How does vault key revocation work with Express's async error handling?

If an Express route throws an unhandled error that bubbles to your error-handling middleware (app.use((err, req, res, next) => ...)), the res.on("finish") listener in the vault key middleware still fires — "finish" is emitted whenever the response is sent, regardless of whether it was a 200 or 500. If the request errors before a response is sent at all (e.g., the process crashes), the key expires via its TTL. The 5-minute TTL means worst-case exposure is 5 minutes, not indefinite — acceptable for most use cases.

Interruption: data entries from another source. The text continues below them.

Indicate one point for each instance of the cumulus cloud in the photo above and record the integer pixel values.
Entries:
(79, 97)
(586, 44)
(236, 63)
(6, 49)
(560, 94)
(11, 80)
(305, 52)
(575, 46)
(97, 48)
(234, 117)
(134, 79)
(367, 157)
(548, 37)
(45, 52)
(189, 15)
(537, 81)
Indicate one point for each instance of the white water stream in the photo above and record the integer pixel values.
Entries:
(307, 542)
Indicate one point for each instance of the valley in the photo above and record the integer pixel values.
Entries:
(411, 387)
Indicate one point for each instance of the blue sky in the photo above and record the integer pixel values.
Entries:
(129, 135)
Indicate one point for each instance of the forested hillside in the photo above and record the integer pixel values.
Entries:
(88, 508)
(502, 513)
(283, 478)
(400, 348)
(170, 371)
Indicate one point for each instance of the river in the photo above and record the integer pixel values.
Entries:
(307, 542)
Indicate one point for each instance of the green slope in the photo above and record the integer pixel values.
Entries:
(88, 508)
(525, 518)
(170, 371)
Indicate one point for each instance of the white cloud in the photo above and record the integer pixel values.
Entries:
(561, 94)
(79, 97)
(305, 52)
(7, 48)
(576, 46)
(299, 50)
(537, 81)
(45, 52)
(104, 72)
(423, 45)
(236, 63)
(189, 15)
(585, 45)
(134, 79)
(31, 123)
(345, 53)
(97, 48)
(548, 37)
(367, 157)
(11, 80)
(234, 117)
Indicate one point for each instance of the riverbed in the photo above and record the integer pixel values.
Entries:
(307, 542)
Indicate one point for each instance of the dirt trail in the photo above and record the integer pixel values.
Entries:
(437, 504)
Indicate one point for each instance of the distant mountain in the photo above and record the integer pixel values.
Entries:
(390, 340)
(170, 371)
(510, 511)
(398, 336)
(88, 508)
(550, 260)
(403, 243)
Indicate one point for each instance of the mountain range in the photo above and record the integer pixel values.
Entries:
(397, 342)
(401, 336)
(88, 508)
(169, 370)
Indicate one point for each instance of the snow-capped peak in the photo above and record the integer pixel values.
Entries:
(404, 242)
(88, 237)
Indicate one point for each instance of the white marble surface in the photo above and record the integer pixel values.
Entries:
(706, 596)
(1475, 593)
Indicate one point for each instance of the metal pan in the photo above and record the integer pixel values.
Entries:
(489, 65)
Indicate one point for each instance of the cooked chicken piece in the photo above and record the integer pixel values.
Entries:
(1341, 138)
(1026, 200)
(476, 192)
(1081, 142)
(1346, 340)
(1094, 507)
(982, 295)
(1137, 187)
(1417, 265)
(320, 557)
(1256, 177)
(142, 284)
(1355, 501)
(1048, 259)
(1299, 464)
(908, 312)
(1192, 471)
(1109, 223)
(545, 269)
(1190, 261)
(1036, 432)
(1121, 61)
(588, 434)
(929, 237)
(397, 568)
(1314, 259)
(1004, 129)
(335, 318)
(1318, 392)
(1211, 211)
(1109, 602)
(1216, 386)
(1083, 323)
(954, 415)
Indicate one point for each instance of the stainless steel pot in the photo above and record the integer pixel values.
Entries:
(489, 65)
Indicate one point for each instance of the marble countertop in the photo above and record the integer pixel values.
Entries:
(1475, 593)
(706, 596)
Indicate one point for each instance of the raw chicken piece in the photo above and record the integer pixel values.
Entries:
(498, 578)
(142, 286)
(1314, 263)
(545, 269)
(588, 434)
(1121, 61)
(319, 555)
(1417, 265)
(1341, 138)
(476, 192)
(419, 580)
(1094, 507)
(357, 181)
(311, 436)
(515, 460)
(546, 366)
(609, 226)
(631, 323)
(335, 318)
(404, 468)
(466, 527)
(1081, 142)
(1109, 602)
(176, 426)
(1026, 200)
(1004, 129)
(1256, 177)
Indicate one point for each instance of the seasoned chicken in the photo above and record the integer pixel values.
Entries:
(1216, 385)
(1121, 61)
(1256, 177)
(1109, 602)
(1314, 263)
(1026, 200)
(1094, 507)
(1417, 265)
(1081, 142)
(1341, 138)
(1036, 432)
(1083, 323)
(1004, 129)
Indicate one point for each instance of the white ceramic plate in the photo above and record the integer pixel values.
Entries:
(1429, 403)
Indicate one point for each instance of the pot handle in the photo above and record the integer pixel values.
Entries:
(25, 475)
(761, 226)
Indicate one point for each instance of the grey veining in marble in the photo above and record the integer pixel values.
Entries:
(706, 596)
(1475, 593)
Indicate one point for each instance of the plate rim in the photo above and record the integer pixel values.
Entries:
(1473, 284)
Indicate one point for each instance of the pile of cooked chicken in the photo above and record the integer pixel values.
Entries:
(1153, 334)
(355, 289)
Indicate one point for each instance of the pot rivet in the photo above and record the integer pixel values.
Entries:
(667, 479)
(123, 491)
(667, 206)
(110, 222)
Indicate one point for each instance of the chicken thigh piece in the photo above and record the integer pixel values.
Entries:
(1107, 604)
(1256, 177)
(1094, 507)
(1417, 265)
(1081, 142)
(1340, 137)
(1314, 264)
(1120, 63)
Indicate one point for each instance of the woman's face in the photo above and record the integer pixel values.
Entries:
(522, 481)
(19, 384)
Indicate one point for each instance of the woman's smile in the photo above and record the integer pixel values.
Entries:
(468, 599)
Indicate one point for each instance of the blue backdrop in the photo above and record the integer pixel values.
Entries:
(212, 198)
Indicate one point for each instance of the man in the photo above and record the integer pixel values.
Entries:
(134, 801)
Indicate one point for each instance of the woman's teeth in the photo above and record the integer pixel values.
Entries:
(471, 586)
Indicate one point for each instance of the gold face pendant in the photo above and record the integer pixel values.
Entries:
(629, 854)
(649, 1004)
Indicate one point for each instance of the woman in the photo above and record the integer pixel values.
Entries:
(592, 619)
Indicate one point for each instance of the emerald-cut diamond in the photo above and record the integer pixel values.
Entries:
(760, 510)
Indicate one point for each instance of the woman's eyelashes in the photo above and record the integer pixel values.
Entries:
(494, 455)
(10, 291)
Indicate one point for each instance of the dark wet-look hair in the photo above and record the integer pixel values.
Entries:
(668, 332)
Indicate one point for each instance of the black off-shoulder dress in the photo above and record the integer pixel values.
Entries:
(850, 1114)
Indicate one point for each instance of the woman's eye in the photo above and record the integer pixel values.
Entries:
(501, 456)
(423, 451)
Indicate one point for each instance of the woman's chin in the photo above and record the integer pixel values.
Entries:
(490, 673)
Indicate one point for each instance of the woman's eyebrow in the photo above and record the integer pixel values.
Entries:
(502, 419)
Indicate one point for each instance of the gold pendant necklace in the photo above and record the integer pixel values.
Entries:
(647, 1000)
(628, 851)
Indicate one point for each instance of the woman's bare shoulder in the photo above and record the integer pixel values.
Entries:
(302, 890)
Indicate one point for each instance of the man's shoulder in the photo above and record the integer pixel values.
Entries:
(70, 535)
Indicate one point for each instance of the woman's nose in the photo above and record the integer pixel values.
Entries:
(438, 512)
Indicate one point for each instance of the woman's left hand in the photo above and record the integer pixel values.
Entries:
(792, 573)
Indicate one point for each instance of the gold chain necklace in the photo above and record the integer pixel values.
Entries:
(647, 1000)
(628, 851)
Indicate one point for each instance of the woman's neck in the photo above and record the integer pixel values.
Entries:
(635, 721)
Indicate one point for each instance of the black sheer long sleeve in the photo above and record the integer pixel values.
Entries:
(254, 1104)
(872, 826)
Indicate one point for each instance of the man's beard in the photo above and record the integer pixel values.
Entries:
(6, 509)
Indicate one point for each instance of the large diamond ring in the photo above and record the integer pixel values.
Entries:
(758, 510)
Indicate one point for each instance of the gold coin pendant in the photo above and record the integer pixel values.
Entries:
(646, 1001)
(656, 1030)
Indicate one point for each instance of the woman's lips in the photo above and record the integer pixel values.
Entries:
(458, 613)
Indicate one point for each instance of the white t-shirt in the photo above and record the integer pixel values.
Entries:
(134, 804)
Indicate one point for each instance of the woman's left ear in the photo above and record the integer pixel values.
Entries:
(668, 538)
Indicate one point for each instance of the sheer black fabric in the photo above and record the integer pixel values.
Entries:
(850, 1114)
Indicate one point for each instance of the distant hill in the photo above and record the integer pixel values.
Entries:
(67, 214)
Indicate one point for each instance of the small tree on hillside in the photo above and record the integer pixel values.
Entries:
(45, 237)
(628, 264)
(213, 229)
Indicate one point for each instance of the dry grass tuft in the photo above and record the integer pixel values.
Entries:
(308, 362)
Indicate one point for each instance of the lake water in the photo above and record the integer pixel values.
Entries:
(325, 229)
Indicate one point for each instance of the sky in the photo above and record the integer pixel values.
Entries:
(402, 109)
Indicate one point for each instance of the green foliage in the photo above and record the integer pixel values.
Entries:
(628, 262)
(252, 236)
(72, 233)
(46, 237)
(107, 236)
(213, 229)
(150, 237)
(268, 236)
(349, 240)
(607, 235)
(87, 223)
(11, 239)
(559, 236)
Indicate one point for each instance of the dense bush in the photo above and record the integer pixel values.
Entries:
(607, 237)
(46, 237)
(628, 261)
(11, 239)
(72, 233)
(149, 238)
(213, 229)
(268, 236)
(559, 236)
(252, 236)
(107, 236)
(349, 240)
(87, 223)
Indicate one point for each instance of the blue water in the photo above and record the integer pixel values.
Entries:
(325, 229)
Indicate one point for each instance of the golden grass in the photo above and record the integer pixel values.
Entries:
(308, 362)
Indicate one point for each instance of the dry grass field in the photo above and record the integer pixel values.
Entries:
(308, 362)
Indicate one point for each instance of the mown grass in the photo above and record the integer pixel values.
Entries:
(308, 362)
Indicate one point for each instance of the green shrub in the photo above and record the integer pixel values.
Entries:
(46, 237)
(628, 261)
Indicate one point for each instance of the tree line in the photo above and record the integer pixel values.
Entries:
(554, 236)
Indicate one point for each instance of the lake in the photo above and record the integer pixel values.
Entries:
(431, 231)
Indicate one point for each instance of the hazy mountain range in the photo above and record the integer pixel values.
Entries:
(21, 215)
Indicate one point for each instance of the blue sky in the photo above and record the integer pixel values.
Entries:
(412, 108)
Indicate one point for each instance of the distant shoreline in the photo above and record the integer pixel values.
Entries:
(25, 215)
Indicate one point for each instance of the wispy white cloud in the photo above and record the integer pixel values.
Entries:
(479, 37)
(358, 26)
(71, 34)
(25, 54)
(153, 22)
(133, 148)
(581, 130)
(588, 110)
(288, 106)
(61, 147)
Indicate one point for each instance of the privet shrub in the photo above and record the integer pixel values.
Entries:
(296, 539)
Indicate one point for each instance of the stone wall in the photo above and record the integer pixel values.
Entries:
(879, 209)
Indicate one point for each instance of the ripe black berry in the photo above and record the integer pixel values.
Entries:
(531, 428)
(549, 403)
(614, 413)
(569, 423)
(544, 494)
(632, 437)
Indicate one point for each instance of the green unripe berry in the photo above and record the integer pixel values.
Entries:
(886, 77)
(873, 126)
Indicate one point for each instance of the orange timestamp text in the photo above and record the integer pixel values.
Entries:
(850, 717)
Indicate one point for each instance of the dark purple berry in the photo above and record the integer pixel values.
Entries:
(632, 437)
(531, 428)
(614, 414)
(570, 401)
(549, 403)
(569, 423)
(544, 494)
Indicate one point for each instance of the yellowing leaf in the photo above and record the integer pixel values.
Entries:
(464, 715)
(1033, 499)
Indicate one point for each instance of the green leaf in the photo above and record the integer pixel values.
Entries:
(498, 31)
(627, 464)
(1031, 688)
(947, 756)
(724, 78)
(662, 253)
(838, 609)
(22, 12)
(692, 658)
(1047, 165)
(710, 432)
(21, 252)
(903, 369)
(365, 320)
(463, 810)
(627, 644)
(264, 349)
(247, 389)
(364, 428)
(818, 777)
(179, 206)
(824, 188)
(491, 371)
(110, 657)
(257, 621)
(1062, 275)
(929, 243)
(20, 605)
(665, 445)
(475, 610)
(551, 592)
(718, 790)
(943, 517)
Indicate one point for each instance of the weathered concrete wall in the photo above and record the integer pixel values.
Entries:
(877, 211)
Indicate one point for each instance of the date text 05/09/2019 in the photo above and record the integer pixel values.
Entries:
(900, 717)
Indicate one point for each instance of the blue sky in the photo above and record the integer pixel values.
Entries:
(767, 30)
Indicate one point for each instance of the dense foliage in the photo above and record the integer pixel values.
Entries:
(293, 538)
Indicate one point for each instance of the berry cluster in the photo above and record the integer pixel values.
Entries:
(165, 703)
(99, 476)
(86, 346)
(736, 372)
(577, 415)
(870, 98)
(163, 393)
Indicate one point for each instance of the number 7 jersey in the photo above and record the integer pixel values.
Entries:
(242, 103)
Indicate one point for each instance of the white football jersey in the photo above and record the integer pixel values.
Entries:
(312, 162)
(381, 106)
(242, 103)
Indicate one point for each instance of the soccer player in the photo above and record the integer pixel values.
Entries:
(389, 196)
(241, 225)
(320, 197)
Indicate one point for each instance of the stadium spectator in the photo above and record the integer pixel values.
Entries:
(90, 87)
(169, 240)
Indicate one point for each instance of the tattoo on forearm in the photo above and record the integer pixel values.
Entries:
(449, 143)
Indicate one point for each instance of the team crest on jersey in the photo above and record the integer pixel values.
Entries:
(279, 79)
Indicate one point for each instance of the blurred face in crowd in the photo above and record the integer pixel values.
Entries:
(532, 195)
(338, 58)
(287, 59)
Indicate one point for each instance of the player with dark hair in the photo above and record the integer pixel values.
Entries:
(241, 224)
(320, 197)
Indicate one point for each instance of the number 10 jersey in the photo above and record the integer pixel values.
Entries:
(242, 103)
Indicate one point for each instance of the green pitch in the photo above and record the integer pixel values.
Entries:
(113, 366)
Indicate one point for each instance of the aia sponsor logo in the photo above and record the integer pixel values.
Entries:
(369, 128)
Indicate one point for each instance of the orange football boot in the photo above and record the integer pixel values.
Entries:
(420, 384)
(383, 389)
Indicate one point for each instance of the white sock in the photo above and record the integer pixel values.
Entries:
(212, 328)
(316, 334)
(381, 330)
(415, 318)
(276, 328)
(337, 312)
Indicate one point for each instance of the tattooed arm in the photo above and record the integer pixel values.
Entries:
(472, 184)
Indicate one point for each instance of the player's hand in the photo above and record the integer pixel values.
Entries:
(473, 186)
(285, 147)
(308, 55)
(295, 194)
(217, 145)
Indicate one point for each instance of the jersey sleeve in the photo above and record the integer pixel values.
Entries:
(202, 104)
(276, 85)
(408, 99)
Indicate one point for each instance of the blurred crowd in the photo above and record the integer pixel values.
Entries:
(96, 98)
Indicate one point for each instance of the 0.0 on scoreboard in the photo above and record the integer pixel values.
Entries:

For stricter requirements, use a shorter TTL (1–2 minutes) combined with a keepalive pattern that extends the TTL for long-running agent requests.

What's the right vault key TTL for an Express AI agent tool backend?

Set the TTL to the 95th percentile of your agent request duration plus a small buffer. For synchronous agent tool calls that complete in under 30 seconds, a 1–2 minute TTL is right. For streaming or long-running agent sessions that can span several minutes, use a 15-minute TTL with explicit revocation on session end. The TTL is your safety net if revocation fails — a too-long TTL means a leaked key stays active longer than needed. A too-short TTL means the key might expire mid-request before the agent finishes its tool call sequence. Check your Express access logs for P95 request duration on agent tool routes to calibrate.